Soulfull Ragi Bites Choco Fills Review

I wasn't planning to write a separate post on Soulfull ragi choco fills as I had earlier touched upon its ingredients in my post on Kelloggs Chocos. However, having seen how it is being promoted by mommy instagrammers, I decided that this product needs to be reviewed separately.

It is all so cute and fun to see heart-warming pictures of mommy and kids in a lake side picnic. But carrying a picnic basket with small packs of Soulfull ragi choco fills is the heights of fake promotion (If you don't understand the context, check out these pics)

It is being promoted aggressively as a "healthy" breakfast cereal and a "healthy" anytime snack for young kids. 

The brand and its digital aLLakkais (insta supporters) are pushing the product using the key ingredient "ragi". Yes, the ingredients list shows ragi as the first ingredient with 50%. What about the second ingredient - Sugar? Why isn't any of these mommies talking about the high sugar content (25%)?

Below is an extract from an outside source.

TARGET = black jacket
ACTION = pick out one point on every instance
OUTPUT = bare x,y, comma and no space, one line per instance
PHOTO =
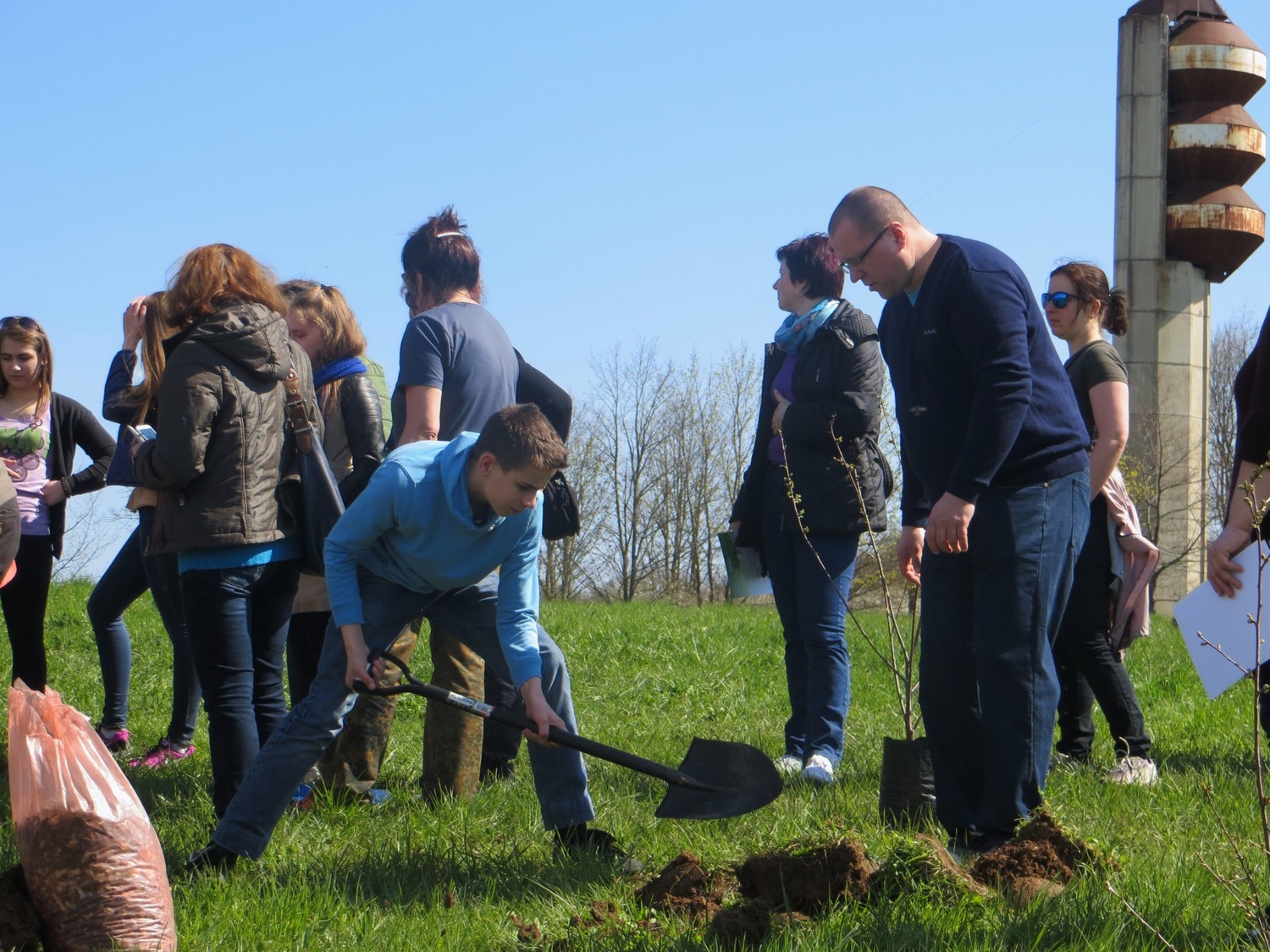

A 30gm serving contains 7.5 gm of sugar (close to 2 tsp). So if a child eats 2 servings a day (one for breakfast and one for snack), then he/she would have consumed 4 tsp of sugar (close to hitting the 5 tsp sugar allowance limit per day).

Though the overall fats percentage is relatively low (10%), let's look at the fat sources - edible palm oil and hydrogenated vegetable fat. Both are unhealthy and causes inflammation in the long run.

As with any packaged foods, there are additives added to increase shelf life - stabilizer (INS 170), emulsifier (INS 322) and antioxidant (INS 320), each having its own set of side effects in the long run.

100 gm of ragi wholegrain contains 11 gm of dietary fibre, whereas ragi chocofills (100 gm) contains ONLY 6.1 gm of dietary fibre. This is due to the fact that the processing involved in making those fills strips off the fibre. 

If you want to include ragi in your daily diet, make
- ragi idlis, dosas and adais with wholegrain
- ragi porridge made with ragi flour / sprouted ragi flour
- ragi rotis made with ragi flour
- add ragi flour to your regular wholewheat atta to make chapathis
- bake cake/muffins at home with ragi flour
- make ragi laddoos for anytime snack
- make ragi halwa, ragi murukku for festive treats

Let’s not rely on these packaged brands to give us the "goodness of ragi".